The C-130 has been a workhorse of the U.S. military for nearly five decades, is a squat, broad aircraft, painted dull gray, with four black propellers curving over the wings like exotic flowers. Inside, it resembles a high-tech auto mechanic's garage. Metal grids on the floor offer secure places to stash equipment, insulation covers most of the walls and ceilings, wires shake everywhere, red mesh behind the armless seats offer something to grab onto when the plane starts bucking and tilting in a storm. Despite its plain looks, Tech. Sgt. Scott Blair, a big man with close-cropped gray hair and tattoos running up his arms, calls the aircraft his girlfriend. "I've been married 21 years," said Blair, 38, who runs Fat Boy's BBQ restaurant in Picayune. Miss., when not flying into storms. "She's never had call to be jealous until I started flying on this plane. Now she calls it my mistress."
Flights can run as long as 15 hours, not counting preflight and post-flight briefings. Once ordered into a storm, the 10 crews made up of six people each, fly on a rotating basis, 24-hours a day, seven days a week. The flights go into everything from developing tropical storms to Category 5 hurricanes.

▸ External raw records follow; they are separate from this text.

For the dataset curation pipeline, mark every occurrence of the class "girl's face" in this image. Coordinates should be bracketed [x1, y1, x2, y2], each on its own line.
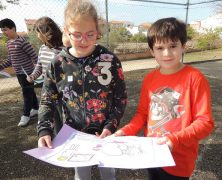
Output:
[37, 32, 46, 43]
[151, 40, 184, 74]
[65, 16, 98, 57]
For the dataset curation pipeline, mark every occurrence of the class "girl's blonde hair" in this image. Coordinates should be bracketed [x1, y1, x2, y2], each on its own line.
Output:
[64, 0, 99, 31]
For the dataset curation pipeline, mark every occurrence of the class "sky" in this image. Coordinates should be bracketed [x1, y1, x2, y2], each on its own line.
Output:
[0, 0, 222, 32]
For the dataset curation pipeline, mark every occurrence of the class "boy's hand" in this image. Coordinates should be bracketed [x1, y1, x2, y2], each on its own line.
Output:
[38, 135, 52, 149]
[96, 129, 111, 139]
[156, 136, 173, 151]
[113, 130, 125, 137]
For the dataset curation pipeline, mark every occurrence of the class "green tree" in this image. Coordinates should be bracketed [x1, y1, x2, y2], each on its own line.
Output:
[0, 0, 20, 11]
[187, 26, 197, 40]
[197, 28, 221, 50]
[99, 27, 132, 51]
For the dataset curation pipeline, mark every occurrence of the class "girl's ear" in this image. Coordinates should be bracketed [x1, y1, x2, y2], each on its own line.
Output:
[150, 49, 154, 57]
[63, 27, 68, 34]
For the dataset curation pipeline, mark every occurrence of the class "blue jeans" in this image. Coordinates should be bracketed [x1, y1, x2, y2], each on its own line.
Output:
[16, 74, 39, 116]
[75, 166, 116, 180]
[147, 168, 189, 180]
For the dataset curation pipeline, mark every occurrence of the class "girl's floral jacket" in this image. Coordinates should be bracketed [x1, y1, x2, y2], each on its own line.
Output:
[37, 45, 127, 137]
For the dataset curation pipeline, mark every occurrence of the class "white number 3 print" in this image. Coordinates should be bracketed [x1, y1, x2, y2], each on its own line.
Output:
[98, 62, 112, 86]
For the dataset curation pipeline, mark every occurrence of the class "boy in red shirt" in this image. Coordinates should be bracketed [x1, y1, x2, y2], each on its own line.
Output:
[115, 18, 214, 180]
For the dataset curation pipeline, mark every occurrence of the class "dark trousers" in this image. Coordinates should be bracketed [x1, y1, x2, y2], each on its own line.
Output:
[17, 74, 39, 116]
[53, 102, 63, 136]
[147, 168, 189, 180]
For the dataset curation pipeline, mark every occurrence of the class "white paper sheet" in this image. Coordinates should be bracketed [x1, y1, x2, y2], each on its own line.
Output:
[24, 125, 175, 169]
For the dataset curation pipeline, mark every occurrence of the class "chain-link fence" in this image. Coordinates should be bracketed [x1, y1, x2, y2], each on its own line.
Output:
[0, 0, 222, 92]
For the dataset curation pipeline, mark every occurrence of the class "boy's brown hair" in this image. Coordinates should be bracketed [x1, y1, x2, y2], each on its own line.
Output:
[147, 17, 187, 50]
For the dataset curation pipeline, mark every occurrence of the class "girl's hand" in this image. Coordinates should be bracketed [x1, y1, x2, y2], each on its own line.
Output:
[26, 75, 34, 83]
[156, 136, 173, 151]
[38, 135, 52, 149]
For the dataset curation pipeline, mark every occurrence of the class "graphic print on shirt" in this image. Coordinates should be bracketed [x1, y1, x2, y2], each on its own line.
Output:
[148, 87, 185, 136]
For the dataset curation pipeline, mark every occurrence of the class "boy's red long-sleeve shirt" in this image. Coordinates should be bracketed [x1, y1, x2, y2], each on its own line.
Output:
[121, 65, 214, 177]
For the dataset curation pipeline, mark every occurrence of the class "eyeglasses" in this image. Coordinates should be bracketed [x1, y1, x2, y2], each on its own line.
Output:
[69, 32, 98, 41]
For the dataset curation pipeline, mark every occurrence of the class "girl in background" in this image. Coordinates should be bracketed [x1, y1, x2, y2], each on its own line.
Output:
[27, 17, 63, 134]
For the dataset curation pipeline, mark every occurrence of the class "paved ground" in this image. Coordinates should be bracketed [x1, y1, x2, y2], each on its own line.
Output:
[0, 61, 222, 180]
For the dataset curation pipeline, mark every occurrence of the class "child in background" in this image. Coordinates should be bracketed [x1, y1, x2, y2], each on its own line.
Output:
[0, 18, 39, 126]
[37, 0, 127, 180]
[115, 18, 214, 180]
[27, 17, 63, 134]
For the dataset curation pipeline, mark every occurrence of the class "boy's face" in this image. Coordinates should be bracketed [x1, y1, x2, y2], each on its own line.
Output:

But they don't fly into a storm over land because of the danger of tornadoes. > Since the flights officially began in 1943, only four Hurricane Hunter planes have been lost in the bump and grind through the clouds the last in 1974.
It doesn't take much to draw out stories of the storms that have tilted the plane at dangerous angles, sent shudders down its metal spine and through its human occupants, banging untethered people against the ceiling as ride-along journalists scramble for plastic bags amid lurching stomachs. Blair, who dozed in free in-flight moments with a copy of the book "Unholy War" spread across his stomach, was nonchalant about the Ike flight. But he remembers others that were more eventful. "Hurricane Charlie, what was that '03, '04?" Blair said. "That almost beat us to death. We made a pass through it as a Category 2, and 45 minutes later, when we went back through, it was a Cat 4. Every reporter on board had a bag up to his face."
The storms are most dangerous as they build or break apart, Blair said. That's when a potentially deadly microburst of wind and huge up-and downdrafts threaten the plane. Dangerous or not, the flights, with their combination of boredom and adrenaline-pumping moments, appear to be addictive.
"I'm going to keep doing this until I get too old or my hearing goes," Blair said. "Then I'll just sit up in Picayune (Miss.) and drink beer and eat barbecue and dream about it."